EVENT: Tete a Tete with Donna Hylton in The Bronx
Please join us for a conversation between Donna Hylton, a formerly incarcerated woman, author, and activist and, me, Amanda Saviñón, founder of Loyal Nana and as we openly discuss incarceration, sexual assault, sisterhood, family, resilience, and her new book, A Little Piece of Light. This conversation will take place at 1 Bruckner Blvd, in Mott Haven in the Bronx. Doors open at 6 pm.
A letter from Donna:
My name is Donna Hylton but for twenty-seven years I was known as Inmate #86G0206.
In 1986 I was sentenced to 25 years-to-life for kidnapping and second-degree murder. I served the time at Bedford Hills Correctional Facility, the only maximum-security prison for women in New York State, and was released in 2012.
My lifelong journey is one of many emotional and physical prisons; I went from abused child to repeated rape victim to desperate teen mother to solitary confinement where the boundary of my world was a 6’x10” cinder block room. It’s a story of tremendous pain and suffering, but it’s also a love story about freedom, hope, survival, sisterhood, redemption, and forgiveness. It’s about learning to love myself and fight for myself and for others.

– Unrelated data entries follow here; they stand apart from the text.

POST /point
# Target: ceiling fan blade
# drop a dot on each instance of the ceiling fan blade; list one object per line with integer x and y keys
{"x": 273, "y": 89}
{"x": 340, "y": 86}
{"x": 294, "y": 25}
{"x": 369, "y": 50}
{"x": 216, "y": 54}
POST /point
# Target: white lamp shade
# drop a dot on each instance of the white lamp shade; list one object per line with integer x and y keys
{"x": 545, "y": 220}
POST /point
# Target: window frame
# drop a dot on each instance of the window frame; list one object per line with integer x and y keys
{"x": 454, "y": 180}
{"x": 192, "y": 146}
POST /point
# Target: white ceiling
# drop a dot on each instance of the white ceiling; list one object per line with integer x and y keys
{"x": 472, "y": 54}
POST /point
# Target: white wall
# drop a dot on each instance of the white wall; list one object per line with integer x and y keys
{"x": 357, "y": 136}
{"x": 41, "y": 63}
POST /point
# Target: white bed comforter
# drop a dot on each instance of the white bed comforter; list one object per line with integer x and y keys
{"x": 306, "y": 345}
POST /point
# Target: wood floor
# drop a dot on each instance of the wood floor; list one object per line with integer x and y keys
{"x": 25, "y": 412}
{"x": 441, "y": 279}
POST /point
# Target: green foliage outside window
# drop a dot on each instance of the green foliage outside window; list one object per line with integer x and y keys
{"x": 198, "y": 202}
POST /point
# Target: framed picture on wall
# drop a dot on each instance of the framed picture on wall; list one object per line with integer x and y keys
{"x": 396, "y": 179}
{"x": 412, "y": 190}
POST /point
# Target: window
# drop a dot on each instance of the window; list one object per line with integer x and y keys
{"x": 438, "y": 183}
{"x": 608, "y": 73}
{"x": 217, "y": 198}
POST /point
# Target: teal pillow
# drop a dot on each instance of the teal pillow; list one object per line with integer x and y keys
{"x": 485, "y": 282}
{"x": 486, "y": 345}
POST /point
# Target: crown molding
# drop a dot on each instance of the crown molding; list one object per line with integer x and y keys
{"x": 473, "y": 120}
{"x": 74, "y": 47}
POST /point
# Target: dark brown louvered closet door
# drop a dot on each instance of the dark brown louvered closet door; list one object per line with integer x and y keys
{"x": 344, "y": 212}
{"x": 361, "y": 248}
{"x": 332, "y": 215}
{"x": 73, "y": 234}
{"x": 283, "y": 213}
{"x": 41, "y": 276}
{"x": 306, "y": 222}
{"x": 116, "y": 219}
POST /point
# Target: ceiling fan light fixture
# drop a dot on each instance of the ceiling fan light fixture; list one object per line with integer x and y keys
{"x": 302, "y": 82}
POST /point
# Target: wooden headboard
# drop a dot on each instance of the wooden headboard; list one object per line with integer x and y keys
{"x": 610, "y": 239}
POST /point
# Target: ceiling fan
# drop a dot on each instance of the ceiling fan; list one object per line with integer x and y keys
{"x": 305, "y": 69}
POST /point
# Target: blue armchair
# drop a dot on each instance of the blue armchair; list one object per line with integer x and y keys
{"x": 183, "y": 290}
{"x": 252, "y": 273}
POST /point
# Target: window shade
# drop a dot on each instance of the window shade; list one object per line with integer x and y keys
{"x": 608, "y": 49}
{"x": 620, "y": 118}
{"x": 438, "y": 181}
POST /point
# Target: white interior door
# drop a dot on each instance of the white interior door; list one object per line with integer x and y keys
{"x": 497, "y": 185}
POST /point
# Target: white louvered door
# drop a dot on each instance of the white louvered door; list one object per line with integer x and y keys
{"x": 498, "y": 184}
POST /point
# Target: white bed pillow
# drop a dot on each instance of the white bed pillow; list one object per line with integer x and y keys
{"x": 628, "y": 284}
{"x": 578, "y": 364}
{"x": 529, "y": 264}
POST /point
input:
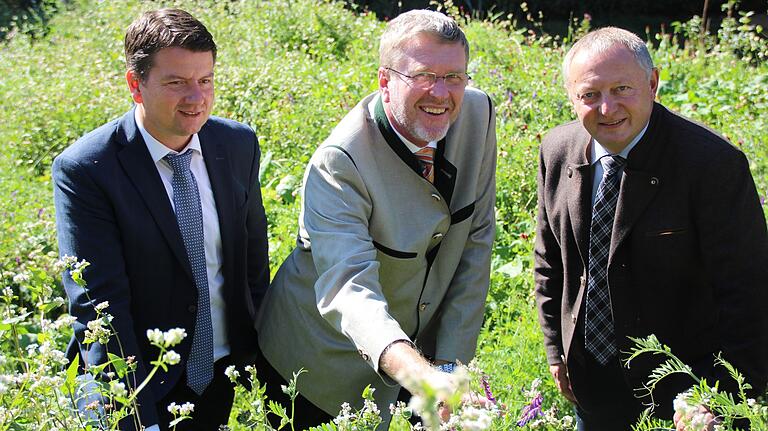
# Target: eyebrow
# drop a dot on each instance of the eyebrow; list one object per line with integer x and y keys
{"x": 172, "y": 77}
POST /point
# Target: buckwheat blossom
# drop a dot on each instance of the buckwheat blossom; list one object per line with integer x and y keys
{"x": 174, "y": 336}
{"x": 155, "y": 336}
{"x": 186, "y": 409}
{"x": 21, "y": 278}
{"x": 171, "y": 358}
{"x": 531, "y": 411}
{"x": 345, "y": 416}
{"x": 232, "y": 373}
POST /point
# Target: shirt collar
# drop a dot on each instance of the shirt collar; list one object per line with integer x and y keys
{"x": 411, "y": 146}
{"x": 156, "y": 149}
{"x": 598, "y": 151}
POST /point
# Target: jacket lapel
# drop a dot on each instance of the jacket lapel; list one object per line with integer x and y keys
{"x": 445, "y": 172}
{"x": 137, "y": 163}
{"x": 219, "y": 175}
{"x": 640, "y": 182}
{"x": 579, "y": 194}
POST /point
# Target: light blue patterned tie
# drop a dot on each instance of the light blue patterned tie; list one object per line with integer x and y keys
{"x": 189, "y": 215}
{"x": 599, "y": 337}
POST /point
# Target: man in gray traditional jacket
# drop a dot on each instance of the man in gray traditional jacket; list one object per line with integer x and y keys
{"x": 389, "y": 278}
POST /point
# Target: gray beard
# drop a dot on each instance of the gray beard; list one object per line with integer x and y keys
{"x": 416, "y": 130}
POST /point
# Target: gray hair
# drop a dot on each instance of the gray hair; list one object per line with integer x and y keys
{"x": 409, "y": 24}
{"x": 604, "y": 39}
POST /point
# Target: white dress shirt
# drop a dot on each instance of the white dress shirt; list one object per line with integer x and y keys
{"x": 211, "y": 232}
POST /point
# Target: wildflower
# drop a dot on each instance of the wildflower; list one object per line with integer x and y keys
{"x": 171, "y": 358}
{"x": 531, "y": 411}
{"x": 174, "y": 336}
{"x": 475, "y": 419}
{"x": 21, "y": 278}
{"x": 232, "y": 373}
{"x": 118, "y": 389}
{"x": 345, "y": 416}
{"x": 155, "y": 336}
{"x": 487, "y": 389}
{"x": 186, "y": 409}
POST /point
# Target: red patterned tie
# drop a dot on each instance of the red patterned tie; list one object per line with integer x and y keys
{"x": 427, "y": 157}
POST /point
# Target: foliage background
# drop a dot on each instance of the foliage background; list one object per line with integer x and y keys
{"x": 292, "y": 69}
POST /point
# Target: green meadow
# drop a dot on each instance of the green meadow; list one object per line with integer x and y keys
{"x": 291, "y": 69}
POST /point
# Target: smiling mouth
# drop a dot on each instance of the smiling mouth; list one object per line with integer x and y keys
{"x": 434, "y": 111}
{"x": 614, "y": 123}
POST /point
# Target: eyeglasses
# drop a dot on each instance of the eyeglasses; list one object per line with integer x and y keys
{"x": 426, "y": 80}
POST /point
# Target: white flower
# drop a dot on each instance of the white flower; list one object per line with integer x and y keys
{"x": 171, "y": 358}
{"x": 21, "y": 278}
{"x": 174, "y": 336}
{"x": 155, "y": 336}
{"x": 173, "y": 409}
{"x": 232, "y": 373}
{"x": 186, "y": 409}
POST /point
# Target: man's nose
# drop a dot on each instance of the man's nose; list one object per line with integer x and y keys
{"x": 195, "y": 93}
{"x": 607, "y": 105}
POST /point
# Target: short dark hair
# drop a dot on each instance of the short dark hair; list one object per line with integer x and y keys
{"x": 164, "y": 28}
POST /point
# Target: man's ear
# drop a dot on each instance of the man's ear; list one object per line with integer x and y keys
{"x": 654, "y": 81}
{"x": 133, "y": 80}
{"x": 384, "y": 84}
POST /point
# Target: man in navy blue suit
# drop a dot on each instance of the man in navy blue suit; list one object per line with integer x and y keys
{"x": 165, "y": 204}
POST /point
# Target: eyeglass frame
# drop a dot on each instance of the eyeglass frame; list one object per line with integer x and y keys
{"x": 433, "y": 77}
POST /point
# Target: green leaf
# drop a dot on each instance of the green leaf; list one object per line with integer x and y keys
{"x": 68, "y": 387}
{"x": 512, "y": 269}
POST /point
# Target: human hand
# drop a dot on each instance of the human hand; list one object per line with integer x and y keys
{"x": 560, "y": 374}
{"x": 700, "y": 420}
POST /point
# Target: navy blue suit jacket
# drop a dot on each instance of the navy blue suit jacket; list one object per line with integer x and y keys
{"x": 113, "y": 211}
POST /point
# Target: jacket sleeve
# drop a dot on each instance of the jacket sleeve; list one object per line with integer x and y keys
{"x": 348, "y": 293}
{"x": 462, "y": 309}
{"x": 734, "y": 244}
{"x": 87, "y": 229}
{"x": 548, "y": 272}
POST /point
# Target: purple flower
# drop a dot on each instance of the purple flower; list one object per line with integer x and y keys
{"x": 487, "y": 389}
{"x": 531, "y": 411}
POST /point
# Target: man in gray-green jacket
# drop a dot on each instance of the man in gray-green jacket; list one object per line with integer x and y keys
{"x": 389, "y": 278}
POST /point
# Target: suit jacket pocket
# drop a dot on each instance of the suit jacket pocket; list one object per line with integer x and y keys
{"x": 394, "y": 253}
{"x": 667, "y": 232}
{"x": 463, "y": 214}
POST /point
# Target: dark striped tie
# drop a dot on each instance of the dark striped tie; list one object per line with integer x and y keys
{"x": 599, "y": 337}
{"x": 427, "y": 157}
{"x": 189, "y": 216}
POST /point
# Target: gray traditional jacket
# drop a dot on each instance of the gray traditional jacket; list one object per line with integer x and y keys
{"x": 384, "y": 255}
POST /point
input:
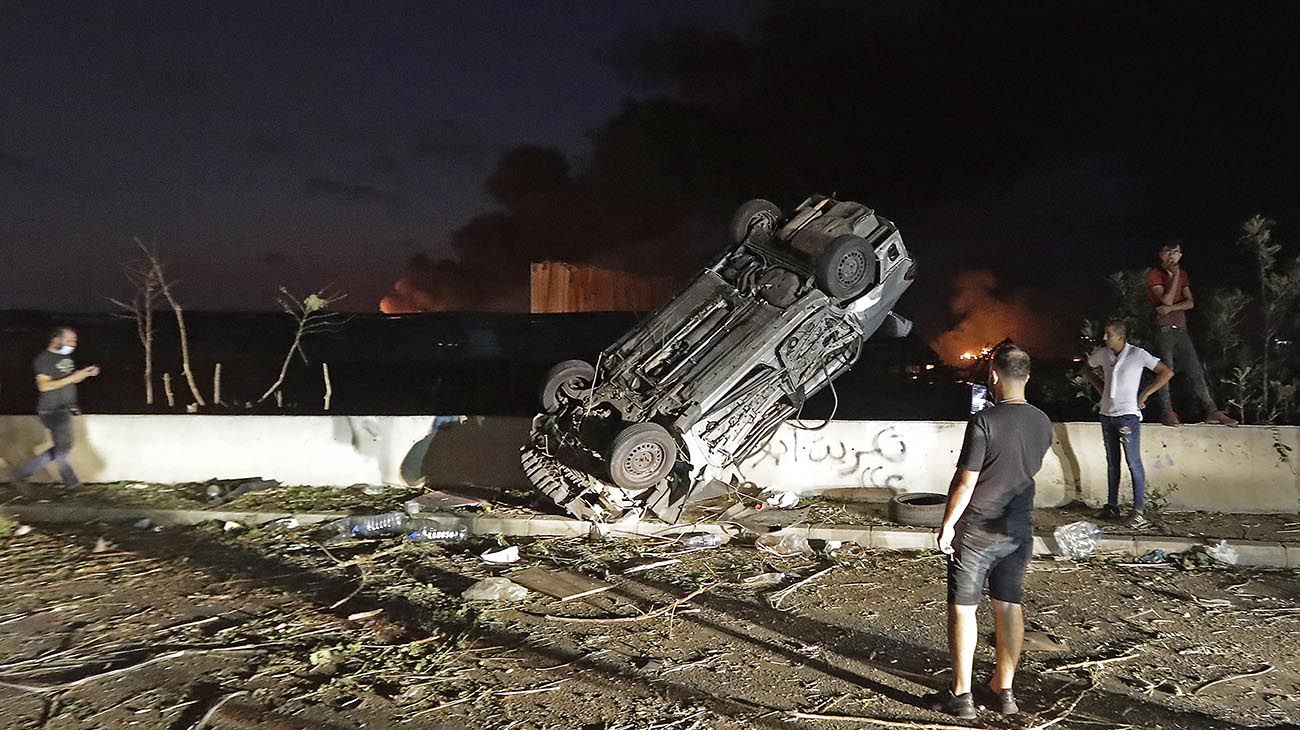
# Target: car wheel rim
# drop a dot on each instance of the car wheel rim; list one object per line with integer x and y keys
{"x": 852, "y": 268}
{"x": 644, "y": 460}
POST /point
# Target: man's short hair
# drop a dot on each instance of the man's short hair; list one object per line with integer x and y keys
{"x": 1012, "y": 361}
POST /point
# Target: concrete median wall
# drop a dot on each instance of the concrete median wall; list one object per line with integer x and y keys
{"x": 1210, "y": 468}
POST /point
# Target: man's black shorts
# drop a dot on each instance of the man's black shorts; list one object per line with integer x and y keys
{"x": 980, "y": 555}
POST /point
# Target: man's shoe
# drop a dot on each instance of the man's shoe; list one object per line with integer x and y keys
{"x": 1221, "y": 418}
{"x": 1001, "y": 702}
{"x": 948, "y": 703}
{"x": 1109, "y": 512}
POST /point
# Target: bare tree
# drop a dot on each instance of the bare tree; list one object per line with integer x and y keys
{"x": 144, "y": 295}
{"x": 157, "y": 273}
{"x": 312, "y": 316}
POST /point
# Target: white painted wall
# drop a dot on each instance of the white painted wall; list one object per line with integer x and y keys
{"x": 1208, "y": 468}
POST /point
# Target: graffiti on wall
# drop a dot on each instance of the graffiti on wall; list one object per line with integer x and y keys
{"x": 875, "y": 465}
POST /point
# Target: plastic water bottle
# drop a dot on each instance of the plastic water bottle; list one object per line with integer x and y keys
{"x": 1078, "y": 539}
{"x": 702, "y": 541}
{"x": 373, "y": 525}
{"x": 437, "y": 528}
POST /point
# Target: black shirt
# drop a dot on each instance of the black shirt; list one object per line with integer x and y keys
{"x": 57, "y": 366}
{"x": 1005, "y": 444}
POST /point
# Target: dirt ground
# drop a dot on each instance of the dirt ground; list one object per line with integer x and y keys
{"x": 267, "y": 628}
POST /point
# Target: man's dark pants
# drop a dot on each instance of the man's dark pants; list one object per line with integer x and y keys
{"x": 1177, "y": 351}
{"x": 60, "y": 426}
{"x": 1123, "y": 433}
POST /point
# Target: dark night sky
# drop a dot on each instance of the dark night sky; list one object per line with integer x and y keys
{"x": 1026, "y": 151}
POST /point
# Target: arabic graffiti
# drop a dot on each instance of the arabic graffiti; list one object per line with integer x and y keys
{"x": 874, "y": 466}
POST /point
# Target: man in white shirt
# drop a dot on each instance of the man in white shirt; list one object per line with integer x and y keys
{"x": 1122, "y": 365}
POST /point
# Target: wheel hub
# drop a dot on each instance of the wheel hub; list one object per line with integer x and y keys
{"x": 852, "y": 268}
{"x": 644, "y": 459}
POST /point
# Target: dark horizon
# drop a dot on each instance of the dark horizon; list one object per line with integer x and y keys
{"x": 425, "y": 155}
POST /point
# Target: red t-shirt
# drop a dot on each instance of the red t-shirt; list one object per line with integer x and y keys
{"x": 1162, "y": 278}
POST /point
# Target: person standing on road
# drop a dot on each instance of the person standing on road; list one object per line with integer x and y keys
{"x": 1122, "y": 365}
{"x": 1170, "y": 295}
{"x": 988, "y": 534}
{"x": 56, "y": 404}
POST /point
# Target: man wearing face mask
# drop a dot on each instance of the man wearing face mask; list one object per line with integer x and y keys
{"x": 56, "y": 404}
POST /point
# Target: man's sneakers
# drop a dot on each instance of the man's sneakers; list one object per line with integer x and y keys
{"x": 957, "y": 705}
{"x": 1002, "y": 702}
{"x": 1109, "y": 512}
{"x": 1221, "y": 418}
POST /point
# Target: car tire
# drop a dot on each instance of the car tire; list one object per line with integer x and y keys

Since my first day of freedom, I’ve been talking to politicians, to violent abusers, to teenagers, to prison officials, to victims, and to students to tell my story and the thousands of stories belonging to women not free to speak because they are silenced, behind bars, or dead.
I speak to make sure the voices of my sisters still behind bars are heard and to let the world know that although they made tragic choices and mistakes, they are not those choices and mistakes forever and neither am I. People can learn and grow and change in the unlikeliest of places and we must acknowledge that. As one of my fellow college students at Bedford said after graduation—“I was able to bloom in a very dark place.”
I know and believe in my heart that my prison sentence was a part of a bigger plan; it was a place for me to survive, heal, and find my calling—to help others.
So I do what I do today because my life is the universal story of so many women—and my hope, survival and a happy ending can be theirs, too.